Drug Ads Mislead Consumers by Exaggerating Benefits, Downplaying Risks
- From: rpautrey2 <rpautrey2@xxxxxxxxx>
- Date: Thu, 16 Oct 2008 09:34:11 -0700 (PDT)
NaturalNews.com cle
October 15 2008
http://www.naturalnews.com/024504.html
Drug Ads Mislead Consumers by Exaggerating Benefits, Downplaying Risks
by David Gutierrez
(NaturalNews) Direct-to-consumer drug ads tend to emphasize the
benefits of drugs and downplay the risks, health experts warn.
"There's currently, and has been for a long time, an unfair balance
between the presentation of the risks and the benefits of these ads,"
said Ruth S. Day, director of Duke University's Medical Cognition
Laboratory.
Day has conducted research demonstrating that while 80 percent of
people who see a TV ad for a drug are able to remember its benefits,
only 20 percent can remember its side effects. Day attributes this, in
part, to the practice of reciting a drug's side effects more quickly
than its benefits, or distracting viewers with simultaneous images and
sounds.
Cardiologist Robert Marshall said that many of his patients are misled
by drug ads.
"We spend a lot of time explaining away why they shouldn't be on
certain medications, or at least should be addressing other things
that should be as important, like lifestyle, diet, exercise, that make
as big or a bigger difference in the long term," Marshall said.
While the ads do not necessarily lie, they may imply that the drugs
work better than they really do.
"In the case of [sleep drug] Lunesta," said Steven Woloshin of
Dartmouth Medical School, "if I don't take the drug, it's going to
take me about 45 minutes to fall asleep on average. If I take the
drug, it'll take about 30 minutes."
"It is frankly fairly clear that the majority of what's happening has
a marketing effect and not an educational effect," said Nancy H.

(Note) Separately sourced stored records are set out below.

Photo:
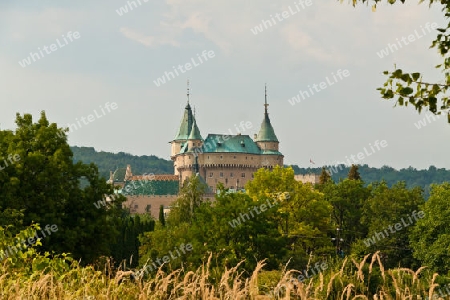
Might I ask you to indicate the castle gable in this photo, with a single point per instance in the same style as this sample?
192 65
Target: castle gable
215 143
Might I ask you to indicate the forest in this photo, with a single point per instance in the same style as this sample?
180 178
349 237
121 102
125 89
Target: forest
107 162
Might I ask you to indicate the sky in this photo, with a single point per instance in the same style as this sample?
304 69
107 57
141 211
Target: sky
102 61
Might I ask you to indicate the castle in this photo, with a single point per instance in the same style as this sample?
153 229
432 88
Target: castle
229 159
219 158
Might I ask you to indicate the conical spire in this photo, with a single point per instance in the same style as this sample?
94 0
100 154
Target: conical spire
186 122
195 132
266 133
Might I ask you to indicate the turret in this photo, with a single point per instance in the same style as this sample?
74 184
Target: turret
184 130
266 138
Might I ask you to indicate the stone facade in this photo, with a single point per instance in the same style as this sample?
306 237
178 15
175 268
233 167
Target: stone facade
308 178
227 159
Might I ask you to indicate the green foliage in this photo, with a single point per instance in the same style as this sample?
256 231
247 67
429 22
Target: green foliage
410 88
162 219
430 238
347 198
412 176
353 174
381 212
126 247
189 199
44 186
107 161
325 177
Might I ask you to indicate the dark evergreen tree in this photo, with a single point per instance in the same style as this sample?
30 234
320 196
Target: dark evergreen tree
353 174
162 219
324 176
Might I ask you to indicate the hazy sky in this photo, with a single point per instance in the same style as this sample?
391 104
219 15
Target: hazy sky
117 59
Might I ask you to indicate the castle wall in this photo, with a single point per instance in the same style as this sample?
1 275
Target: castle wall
308 178
231 169
138 204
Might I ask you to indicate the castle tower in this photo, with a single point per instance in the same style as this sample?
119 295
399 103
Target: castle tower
266 139
195 143
184 130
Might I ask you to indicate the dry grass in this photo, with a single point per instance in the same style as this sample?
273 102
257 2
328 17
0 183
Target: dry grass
366 279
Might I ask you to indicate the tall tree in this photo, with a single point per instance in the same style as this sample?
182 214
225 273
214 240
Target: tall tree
162 218
410 87
44 183
353 174
430 238
189 199
325 176
388 215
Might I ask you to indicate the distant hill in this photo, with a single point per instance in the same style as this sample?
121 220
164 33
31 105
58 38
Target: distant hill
411 176
107 161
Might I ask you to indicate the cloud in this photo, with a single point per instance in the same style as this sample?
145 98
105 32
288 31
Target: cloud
149 41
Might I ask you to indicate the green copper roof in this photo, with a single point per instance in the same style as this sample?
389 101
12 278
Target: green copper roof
227 143
150 187
266 133
195 132
186 124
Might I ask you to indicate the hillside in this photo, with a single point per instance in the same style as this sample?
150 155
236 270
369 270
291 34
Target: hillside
107 161
411 176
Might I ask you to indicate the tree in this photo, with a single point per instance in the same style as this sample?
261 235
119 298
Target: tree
388 215
189 199
347 198
410 88
325 176
162 219
353 174
430 238
303 216
44 184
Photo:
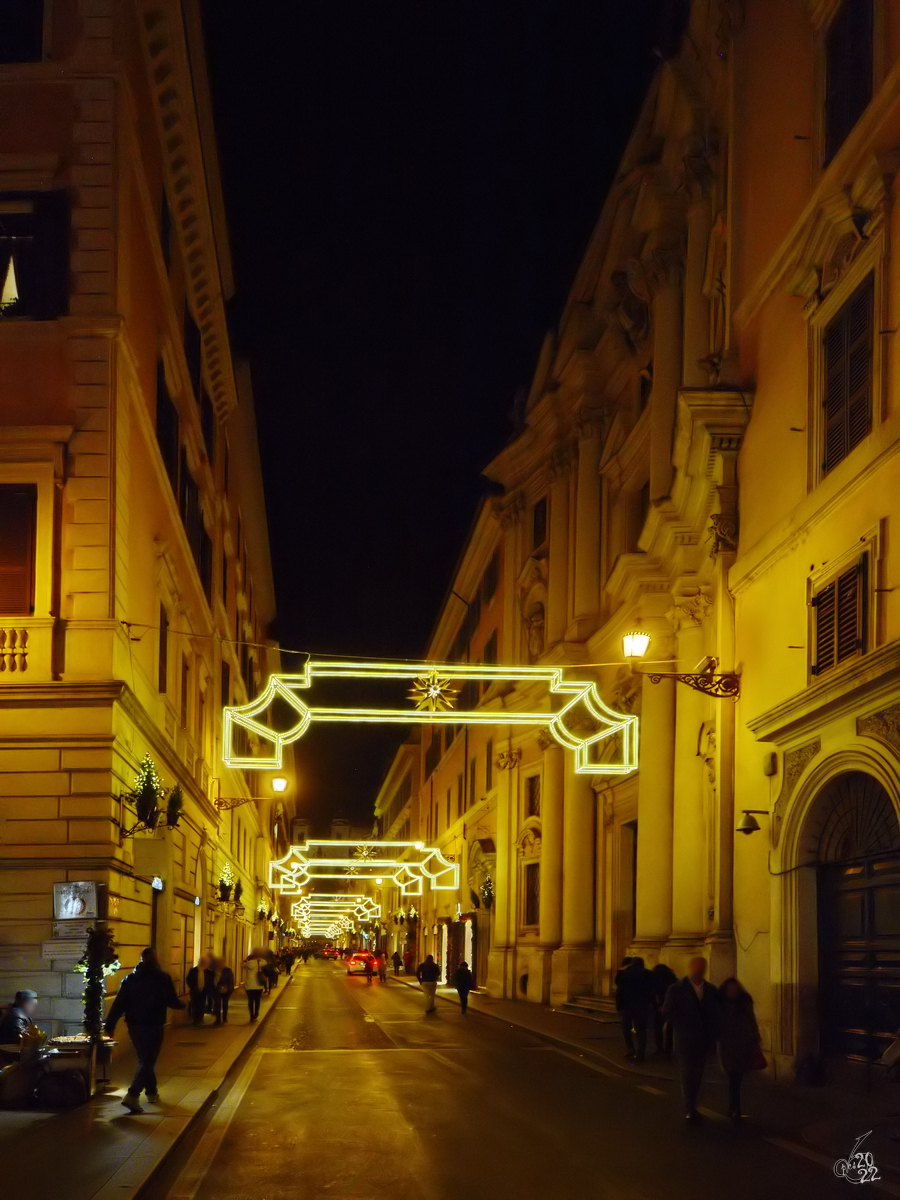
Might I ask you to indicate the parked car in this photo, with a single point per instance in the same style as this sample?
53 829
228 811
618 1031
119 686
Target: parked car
357 963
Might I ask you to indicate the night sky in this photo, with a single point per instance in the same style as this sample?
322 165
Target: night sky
409 185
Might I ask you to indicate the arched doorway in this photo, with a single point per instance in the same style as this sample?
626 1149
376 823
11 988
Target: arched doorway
856 835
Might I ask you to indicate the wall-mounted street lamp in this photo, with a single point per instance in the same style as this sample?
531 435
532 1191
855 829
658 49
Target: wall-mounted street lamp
748 822
223 803
725 685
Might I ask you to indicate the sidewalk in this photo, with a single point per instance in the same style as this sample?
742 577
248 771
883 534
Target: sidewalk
101 1151
820 1122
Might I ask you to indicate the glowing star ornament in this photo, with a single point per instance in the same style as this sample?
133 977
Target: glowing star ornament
433 693
603 739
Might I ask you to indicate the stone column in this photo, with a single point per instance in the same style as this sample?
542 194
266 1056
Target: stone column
501 966
693 708
558 569
573 970
587 535
666 379
655 784
551 903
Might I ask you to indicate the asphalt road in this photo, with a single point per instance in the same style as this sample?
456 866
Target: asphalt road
353 1092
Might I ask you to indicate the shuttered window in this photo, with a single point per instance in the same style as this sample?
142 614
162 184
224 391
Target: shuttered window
847 370
18 508
849 71
840 617
22 31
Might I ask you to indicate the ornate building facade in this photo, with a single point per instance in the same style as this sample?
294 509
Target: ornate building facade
135 579
709 456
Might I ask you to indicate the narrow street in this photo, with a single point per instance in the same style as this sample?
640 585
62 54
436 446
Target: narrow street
352 1091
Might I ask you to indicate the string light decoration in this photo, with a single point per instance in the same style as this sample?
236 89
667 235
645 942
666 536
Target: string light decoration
571 709
406 864
433 693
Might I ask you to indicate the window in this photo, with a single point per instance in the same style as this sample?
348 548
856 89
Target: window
539 523
840 612
34 255
162 666
849 71
492 577
533 796
22 31
167 426
166 228
532 894
208 425
18 509
847 376
185 693
193 351
489 654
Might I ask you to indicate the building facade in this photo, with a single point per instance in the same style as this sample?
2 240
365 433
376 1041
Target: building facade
135 577
708 456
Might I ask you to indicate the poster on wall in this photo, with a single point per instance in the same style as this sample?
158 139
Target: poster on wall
75 901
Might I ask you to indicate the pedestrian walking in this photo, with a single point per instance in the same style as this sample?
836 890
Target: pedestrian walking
252 982
663 979
634 1000
225 987
739 1043
463 981
143 999
693 1008
427 975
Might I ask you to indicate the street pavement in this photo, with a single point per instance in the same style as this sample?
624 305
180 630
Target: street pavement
353 1092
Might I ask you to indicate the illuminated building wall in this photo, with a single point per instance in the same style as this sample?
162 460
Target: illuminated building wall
132 528
709 455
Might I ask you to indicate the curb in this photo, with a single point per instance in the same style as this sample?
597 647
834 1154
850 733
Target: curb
138 1169
563 1043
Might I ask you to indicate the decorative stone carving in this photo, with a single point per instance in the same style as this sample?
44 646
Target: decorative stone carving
795 763
508 759
534 624
689 611
883 725
724 532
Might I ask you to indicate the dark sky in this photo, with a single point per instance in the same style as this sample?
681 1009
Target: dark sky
409 186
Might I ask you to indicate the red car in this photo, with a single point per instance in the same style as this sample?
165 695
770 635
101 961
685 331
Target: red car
357 963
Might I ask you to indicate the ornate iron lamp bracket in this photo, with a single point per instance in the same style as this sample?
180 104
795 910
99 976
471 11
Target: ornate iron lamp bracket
720 687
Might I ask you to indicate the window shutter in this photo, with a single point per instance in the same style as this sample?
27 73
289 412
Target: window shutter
18 507
847 401
825 605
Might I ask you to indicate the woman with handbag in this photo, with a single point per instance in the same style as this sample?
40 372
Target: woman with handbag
739 1048
252 981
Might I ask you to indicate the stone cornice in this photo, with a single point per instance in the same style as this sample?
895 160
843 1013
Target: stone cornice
844 691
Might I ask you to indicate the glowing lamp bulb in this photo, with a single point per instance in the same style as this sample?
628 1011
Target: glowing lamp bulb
634 646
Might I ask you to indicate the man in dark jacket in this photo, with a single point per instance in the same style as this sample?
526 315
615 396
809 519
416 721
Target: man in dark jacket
143 1000
691 1007
427 975
634 1000
18 1018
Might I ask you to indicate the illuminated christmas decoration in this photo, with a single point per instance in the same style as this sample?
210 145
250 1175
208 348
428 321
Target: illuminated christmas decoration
433 693
406 864
604 741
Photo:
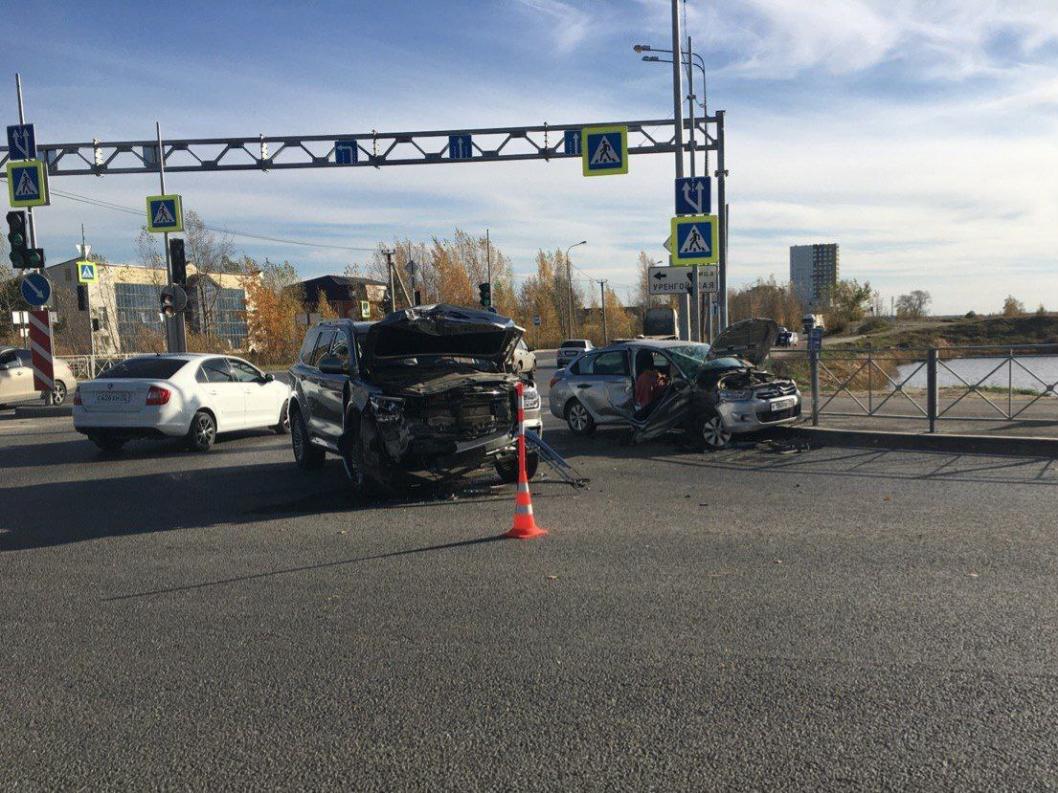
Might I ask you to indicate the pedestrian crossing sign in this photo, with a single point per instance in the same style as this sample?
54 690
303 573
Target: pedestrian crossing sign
695 240
165 214
26 183
604 150
86 272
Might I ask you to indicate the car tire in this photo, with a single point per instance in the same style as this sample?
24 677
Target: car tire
284 426
711 432
307 456
202 432
578 419
507 468
107 441
55 397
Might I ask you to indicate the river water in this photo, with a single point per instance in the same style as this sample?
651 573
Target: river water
1044 367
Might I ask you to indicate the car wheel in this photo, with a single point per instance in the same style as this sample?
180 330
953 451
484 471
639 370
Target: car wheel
202 432
107 441
712 431
307 456
508 467
284 426
56 395
579 419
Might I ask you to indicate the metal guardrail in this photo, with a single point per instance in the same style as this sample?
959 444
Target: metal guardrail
868 383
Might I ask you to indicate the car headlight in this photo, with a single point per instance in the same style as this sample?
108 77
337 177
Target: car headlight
386 408
735 395
531 399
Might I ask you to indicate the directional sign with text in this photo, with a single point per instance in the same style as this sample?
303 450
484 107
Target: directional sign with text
694 240
604 150
680 280
21 142
346 152
460 147
26 183
693 196
86 272
36 289
165 214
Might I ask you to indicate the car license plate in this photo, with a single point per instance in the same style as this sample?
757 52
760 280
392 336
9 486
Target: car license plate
120 397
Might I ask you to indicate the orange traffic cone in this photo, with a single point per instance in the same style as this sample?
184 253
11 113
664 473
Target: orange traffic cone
525 527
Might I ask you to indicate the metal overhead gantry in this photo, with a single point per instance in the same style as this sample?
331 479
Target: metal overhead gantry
365 149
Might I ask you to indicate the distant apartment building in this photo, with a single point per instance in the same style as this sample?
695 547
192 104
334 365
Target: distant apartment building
814 272
124 303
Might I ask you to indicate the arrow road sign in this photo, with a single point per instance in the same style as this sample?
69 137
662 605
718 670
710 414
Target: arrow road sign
680 280
26 183
460 147
693 196
21 142
36 289
346 152
165 214
695 240
604 150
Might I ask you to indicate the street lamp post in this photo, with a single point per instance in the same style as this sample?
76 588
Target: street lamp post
569 286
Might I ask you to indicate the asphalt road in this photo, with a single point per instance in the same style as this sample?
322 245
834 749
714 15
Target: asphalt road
834 620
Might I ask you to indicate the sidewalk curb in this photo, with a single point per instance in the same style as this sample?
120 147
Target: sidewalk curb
42 411
979 444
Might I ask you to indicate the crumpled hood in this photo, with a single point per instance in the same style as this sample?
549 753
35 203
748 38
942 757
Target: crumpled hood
441 330
750 339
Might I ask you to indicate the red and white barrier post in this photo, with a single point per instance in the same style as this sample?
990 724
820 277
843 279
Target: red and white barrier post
40 349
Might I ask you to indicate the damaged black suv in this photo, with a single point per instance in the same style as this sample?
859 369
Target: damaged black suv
424 394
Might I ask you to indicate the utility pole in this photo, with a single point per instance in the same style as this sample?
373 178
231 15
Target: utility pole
31 227
602 295
389 269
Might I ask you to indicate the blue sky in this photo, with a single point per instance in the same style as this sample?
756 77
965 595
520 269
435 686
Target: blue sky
919 135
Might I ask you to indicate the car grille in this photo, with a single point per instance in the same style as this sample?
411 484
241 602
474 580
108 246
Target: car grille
767 417
773 390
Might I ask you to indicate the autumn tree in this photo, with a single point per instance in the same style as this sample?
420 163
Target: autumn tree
275 298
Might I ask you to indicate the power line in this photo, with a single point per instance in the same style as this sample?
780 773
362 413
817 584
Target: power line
139 213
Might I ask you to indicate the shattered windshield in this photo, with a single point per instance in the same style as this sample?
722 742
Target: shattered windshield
690 358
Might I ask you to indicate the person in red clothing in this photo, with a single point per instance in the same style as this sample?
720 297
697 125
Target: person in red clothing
650 383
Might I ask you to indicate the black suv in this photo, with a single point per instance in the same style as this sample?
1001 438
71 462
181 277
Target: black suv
426 393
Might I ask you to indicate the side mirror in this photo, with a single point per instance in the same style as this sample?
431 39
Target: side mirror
331 365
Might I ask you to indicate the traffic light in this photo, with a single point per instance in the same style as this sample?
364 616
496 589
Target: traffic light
178 261
168 305
22 257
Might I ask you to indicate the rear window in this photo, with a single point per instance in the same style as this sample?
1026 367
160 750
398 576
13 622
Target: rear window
145 369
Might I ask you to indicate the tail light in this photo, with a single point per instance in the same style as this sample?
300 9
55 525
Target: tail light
158 395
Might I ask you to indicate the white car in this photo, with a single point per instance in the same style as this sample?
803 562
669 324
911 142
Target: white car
187 394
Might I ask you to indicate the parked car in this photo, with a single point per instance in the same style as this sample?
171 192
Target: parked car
525 360
569 349
187 394
16 379
711 392
425 394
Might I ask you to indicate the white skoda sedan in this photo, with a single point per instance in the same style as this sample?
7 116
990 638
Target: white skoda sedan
189 395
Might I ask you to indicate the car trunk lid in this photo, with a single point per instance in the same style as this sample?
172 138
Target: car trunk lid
750 339
440 331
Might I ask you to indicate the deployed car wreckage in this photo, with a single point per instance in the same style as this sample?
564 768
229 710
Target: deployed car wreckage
707 392
425 394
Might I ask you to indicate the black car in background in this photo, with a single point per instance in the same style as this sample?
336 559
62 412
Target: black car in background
426 393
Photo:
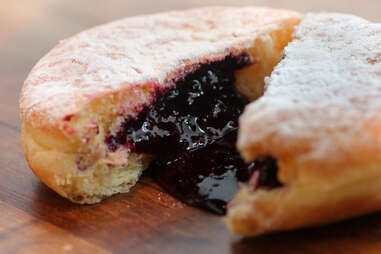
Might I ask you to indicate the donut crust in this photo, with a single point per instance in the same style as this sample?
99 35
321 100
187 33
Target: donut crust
87 85
320 118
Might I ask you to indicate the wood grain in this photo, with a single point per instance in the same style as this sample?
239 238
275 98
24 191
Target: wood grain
33 219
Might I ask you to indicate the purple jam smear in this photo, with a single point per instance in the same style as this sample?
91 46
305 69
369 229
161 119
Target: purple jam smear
192 130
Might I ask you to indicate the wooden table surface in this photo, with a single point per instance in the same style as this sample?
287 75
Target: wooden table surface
33 219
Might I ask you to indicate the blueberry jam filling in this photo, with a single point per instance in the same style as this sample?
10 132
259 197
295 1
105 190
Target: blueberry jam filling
192 130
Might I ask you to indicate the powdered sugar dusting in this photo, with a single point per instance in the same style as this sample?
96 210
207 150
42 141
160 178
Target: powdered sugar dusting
133 51
324 99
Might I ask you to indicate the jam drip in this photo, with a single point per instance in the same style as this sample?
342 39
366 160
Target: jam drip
192 129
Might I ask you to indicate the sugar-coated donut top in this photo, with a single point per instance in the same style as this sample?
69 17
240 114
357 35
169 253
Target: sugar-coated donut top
134 51
323 101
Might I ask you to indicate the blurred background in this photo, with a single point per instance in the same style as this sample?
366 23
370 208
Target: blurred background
30 28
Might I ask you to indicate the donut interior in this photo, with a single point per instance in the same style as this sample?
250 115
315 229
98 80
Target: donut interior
191 131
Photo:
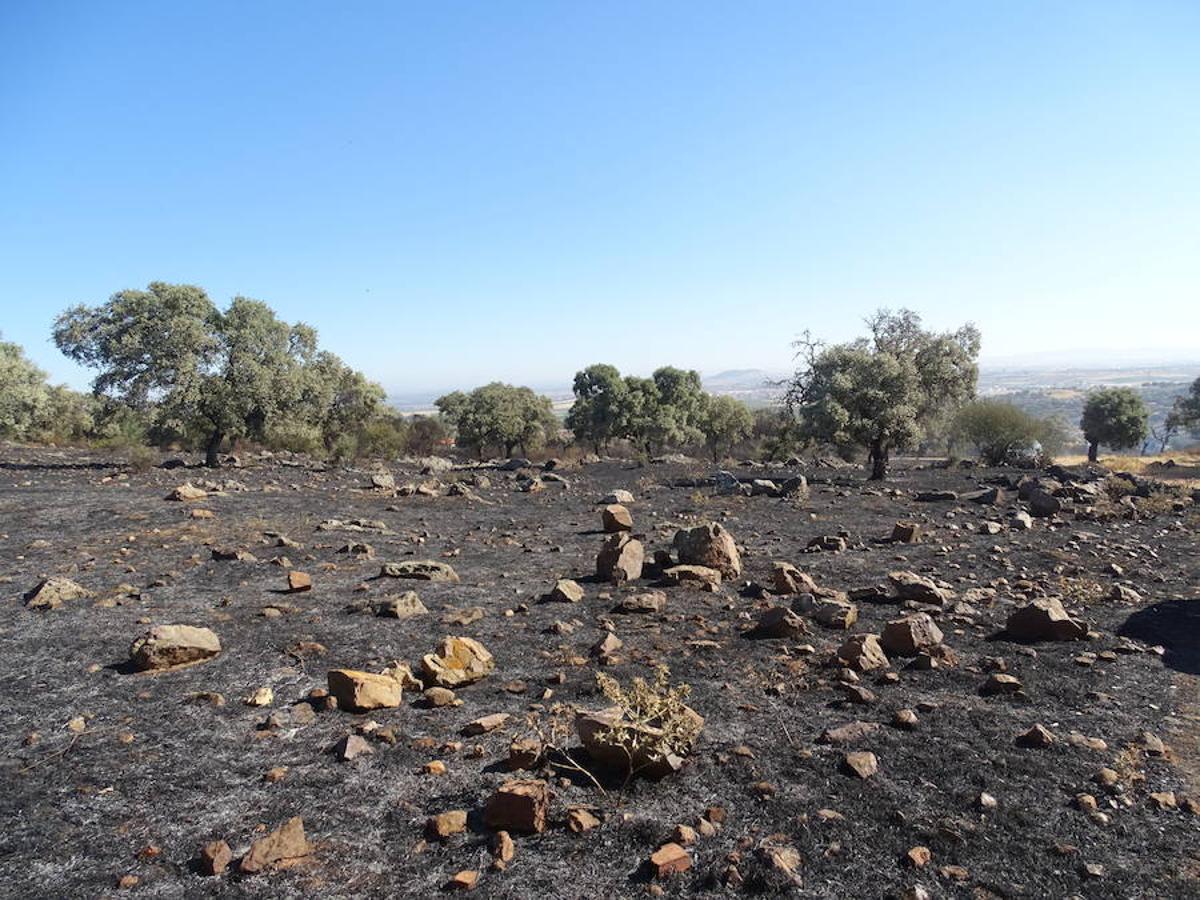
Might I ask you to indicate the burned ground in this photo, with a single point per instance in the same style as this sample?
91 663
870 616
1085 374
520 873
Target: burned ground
109 773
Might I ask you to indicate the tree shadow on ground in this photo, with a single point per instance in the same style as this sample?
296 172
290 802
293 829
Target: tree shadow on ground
1175 624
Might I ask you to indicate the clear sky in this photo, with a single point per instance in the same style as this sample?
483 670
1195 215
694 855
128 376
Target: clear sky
455 192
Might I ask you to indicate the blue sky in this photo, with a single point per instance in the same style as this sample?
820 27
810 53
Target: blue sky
454 192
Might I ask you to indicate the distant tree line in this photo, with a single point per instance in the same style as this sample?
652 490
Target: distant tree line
173 369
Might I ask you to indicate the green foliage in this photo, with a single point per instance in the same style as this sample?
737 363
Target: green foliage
499 415
726 420
169 352
24 394
883 391
601 397
996 430
1116 418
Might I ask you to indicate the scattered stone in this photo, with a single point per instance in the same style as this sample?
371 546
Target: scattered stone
169 646
519 805
421 570
621 559
1044 619
359 691
402 606
708 545
445 825
693 576
861 763
457 661
616 519
1036 738
670 859
910 635
282 847
863 653
565 592
52 593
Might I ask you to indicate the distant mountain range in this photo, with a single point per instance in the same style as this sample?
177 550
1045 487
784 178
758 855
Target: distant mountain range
760 387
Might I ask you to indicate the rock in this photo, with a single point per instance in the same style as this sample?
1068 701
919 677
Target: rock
936 497
215 858
459 661
299 582
465 880
169 646
670 859
763 487
402 606
359 691
780 622
593 726
444 825
621 559
526 754
421 570
187 491
1044 504
519 805
485 724
580 819
831 543
910 635
439 697
786 579
999 683
283 846
606 646
352 747
1037 737
1044 619
616 519
859 763
693 576
651 601
52 593
708 545
1020 521
832 609
910 586
796 487
863 653
565 592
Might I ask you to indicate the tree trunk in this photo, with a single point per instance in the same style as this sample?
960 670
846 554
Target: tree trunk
213 451
879 461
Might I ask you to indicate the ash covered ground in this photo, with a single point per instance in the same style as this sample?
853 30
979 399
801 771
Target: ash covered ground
113 774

Nielsen, president-elect of the American Medical Association.
For every dollar spent on direct-to-consumer ads, drug companies make
$6 in sales. Total industry spending on such ads totaled almost $5
billion in 2006, 80 percent more than was spent in 2002. This was a
greater total increase than the industry's investment in the
development of new drugs.
"I think the main problem with directed consumer ads is they don't
give .... the most fundamental information," Woloshin said, "which is
how well does the drug work?"
Sources for this story include: abcnews.go.com.